С клавесина сняли бумаги и книги, – когда отец пел, крышку надо было полностью открывать.
Клавесин, ощерив свои желтые зубы, издавал тонкие, пронзительные звуки, четыре клавиши вообще молчали. Аккомпанировала мать, причем она то и дело отставала в темпе. Дело шло у них примерно так: мешок медленно сползал с воза, а лошадь неутомимо продолжала свой бег. Но мать со стоическим спокойствием принимала все его нетерпеливые упреки.
Сегодня он исполнил весь свой репертуар, начиная с «О, север наш, чело земли!» и кончая «Вот с охоты королева возвращается домой…»
Он пел так, что звенели оконные стекла.
IV
Снова наступила зима. Рождество давно прошло, февраль перевалил за середину.
Как-то вечером капитан сидел, курил трубку и читал при свете двух свечей в железных подсвечниках.
На другом конце стола Йёрген делал уроки.

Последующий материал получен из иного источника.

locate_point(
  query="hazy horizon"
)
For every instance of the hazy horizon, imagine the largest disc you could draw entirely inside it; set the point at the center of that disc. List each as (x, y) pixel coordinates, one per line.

Он должен был отсидеть положенное количество часов, даже если успевал быстрее выучить то, что ему задали.
Замерзшие стекла, залитые лунным светом, казались мраморными, а в дальнем, потонувшем в полумраке углу комнаты окно ослепляло белизной.
Конечно, это колокольчик.
Йёрген насторожился. Его голова со взъерошенными соломенными волосами уже не склонялась над книгой. Он второй раз уловил звон колокольчика, но не решался, как стража благородного короля Хокона, о котором он как раз читал, сообщить об этом, пока не был уверен, что не ошибся.
– По-моему, звенит колокольчик, – сказал вдруг мальчик. – Далеко-далеко.
– Вздор! Занимайся своим делом!
Но хотя капитан и делал вид, что всецело погружен в чтение, он стал внимательно прислушиваться.
– Это, наверно, лавочник – его колокольчик всегда звенит так приглушенно, – снова начал Йёрген.
– Если ты мне еще раз помешаешь, Йёрген, я тебе всыплю, да так, что у тебя зазвенит в ушах куда громче.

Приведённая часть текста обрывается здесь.